Alejandro Montecinos presentó este lunes su trabajo: «Blockchain Security: A Game Theoretical Approach». Revisa el abstract aqui:
Abstract
Transaction systems, such as Bitcoin and Ethereum, have positioned blockchain as a mainstream technology. Furthermore, it has been argued that blockchain has a strong potential to drastically increase the global economy’s efficiency. However, blockchain’s vulnerability to cyber-attacks requires improvements in order for blockchain to realize its full potential. The latter is not only the opinion of cyber security experts, but also a lesson left by the cyber-attack on Bitcoin’s largest platform (Mt Gox) in 2014. The latter attack generated losses for 450 million dollars.

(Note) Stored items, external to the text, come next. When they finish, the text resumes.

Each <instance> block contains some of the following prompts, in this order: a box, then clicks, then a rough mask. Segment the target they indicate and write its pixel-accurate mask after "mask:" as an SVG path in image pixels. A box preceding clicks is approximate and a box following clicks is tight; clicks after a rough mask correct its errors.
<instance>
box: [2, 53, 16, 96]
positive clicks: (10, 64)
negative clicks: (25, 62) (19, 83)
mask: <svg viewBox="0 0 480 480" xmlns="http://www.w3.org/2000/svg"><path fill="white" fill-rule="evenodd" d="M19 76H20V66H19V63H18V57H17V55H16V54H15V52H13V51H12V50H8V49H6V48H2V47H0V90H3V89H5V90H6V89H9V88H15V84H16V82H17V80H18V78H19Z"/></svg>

Moreover, as blockchain-based applications become more popular, the frequency and magnitude of cyber-attacks could increase. Blockchain technology uses the most demanding kind of consensus in distributed computing systems to render maximal fault tolerance to cyber-attacks: a Byzantine agreement. The latter concept assumes that the majority of the system’s members will truthfully pass on any information they receive. Therefore, blockchain ignores the impact of cyber-attacks on well-intentioned blockchain participants’ incentives to honestly report new blocks. This paper shows that the behavioral assumptions embedded in the maximal fault tolerance analysis of blockchain-based applications are not the unique equilibrium outcome. Multiple equilibria exist because honest blockchain participants experience a trade-off between counteracting cyber attackers’ actions and correcting any noise present in the signal they receive. Moreover, even in the absence of cyber attackers, there are games where well-intentioned blockchain participants’ honest reports do not exist in equilibrium. In addition, there exist conditions under which an equilibrium, where no participant provides honest reports, renders maximal ex ante equilibrium welfare. Finally, this paper discusses when the standard fault tolerance analysis is compatible with the maximization of a system’s ex ante equilibrium welfare.